Tenstorrent Updates Blackhole P150 AI Accelerator Core Count

Tenstorrent, a leading innovator in high-performance AI hardware, has announced a significant update to its Blackhole P150 AI accelerators. The company, under the leadership of renowned computer architect Jim Keller, has revised the specifications for its P150a and P150b models, reducing the number of active "Tensix" cores from 140 to 120 per card. This change, detailed in the latest official documentation, represents a reduction of approximately 14.3% in core count compared to the original specifications.

Details of the Blackhole P150 Hardware Revision

The Blackhole P150 series is designed for demanding AI workloads, featuring 32 GB of GDDR6 memory and a maximum power draw of 300 W in an actively cooled form factor suitable for desktop workstations. The P150a variant also includes four passive QSFP-DD 800G ports for high-speed connectivity. With the updated core count, the accelerators now ship with 120 operational Tensix cores, as opposed to the previously advertised 140.

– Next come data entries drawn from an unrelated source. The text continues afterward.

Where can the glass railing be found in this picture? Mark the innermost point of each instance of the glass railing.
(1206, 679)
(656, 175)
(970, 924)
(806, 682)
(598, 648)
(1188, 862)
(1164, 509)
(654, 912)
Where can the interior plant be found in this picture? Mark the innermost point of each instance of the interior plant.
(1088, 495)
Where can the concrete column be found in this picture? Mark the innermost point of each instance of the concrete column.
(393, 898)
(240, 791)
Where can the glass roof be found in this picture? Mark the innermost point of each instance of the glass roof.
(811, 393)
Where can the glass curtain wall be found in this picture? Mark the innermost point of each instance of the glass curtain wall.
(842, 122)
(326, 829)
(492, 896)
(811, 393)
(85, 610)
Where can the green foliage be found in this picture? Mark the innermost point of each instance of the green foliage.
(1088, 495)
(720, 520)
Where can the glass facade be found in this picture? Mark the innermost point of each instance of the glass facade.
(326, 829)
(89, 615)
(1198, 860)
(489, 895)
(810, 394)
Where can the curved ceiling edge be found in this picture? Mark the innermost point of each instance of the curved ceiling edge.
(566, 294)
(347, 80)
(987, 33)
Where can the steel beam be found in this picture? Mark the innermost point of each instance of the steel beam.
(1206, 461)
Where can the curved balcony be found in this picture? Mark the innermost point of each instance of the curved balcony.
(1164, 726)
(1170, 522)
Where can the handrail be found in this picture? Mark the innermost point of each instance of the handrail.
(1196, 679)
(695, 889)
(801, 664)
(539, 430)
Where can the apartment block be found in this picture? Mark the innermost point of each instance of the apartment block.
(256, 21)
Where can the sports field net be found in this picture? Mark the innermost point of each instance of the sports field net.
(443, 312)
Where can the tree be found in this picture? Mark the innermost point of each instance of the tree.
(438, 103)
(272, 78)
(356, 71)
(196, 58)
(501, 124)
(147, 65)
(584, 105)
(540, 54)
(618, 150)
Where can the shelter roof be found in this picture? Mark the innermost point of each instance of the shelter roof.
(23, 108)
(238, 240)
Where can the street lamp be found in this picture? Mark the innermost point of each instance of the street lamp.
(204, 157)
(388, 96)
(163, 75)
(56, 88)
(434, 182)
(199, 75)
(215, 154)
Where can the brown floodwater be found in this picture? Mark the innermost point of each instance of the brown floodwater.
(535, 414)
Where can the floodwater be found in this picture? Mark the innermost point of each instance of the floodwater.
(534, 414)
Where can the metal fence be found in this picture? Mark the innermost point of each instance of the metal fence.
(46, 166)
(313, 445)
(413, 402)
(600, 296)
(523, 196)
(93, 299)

According to Tenstorrent, this adjustment is intended to "present a unified interface to metal and other system software," as stated in the release notes for firmware v19.5.0 and later. The company assures users that typical workloads will experience only a minimal performance impact, estimated at around 1-2%.

Performance Impact and Industry Analysis

The reduction in core count has a direct effect on the accelerator's computational throughput. The original 140-core models were rated at 774 TeraFLOPS for BLOCKFP8 8-bit floating point operations. With the new 120-core configuration, this figure drops to 664 TeraFLOPS at the same precision level. While Tenstorrent has not provided a detailed explanation for the change, several plausible reasons have been suggested by experts in the high-performance computing (HPC) community.

  • Thermal Constraints: The 300 W thermal envelope may have limited the ability of the 140-core version to reach its full performance potential, making a lower core count more practical for sustained workloads.
  • Silicon Yield Optimization: Reducing the required number of fully functional cores per chip can significantly improve manufacturing yield, which is especially important as Tenstorrent prepares to scale its architecture to multi-chip systems.
  • Silicon Maturity: The change may also indicate that the current silicon is still maturing, and the company is shipping hardware that is not yet fully optimized, a common practice in the early stages of advanced chip development.

While the exact motivation behind the core reduction remains undisclosed, the update reflects the complex balance between performance, manufacturability, and reliability in the rapidly evolving AI hardware landscape. Tenstorrent’s approach highlights the challenges faced by companies pushing the boundaries of AI accelerator technology.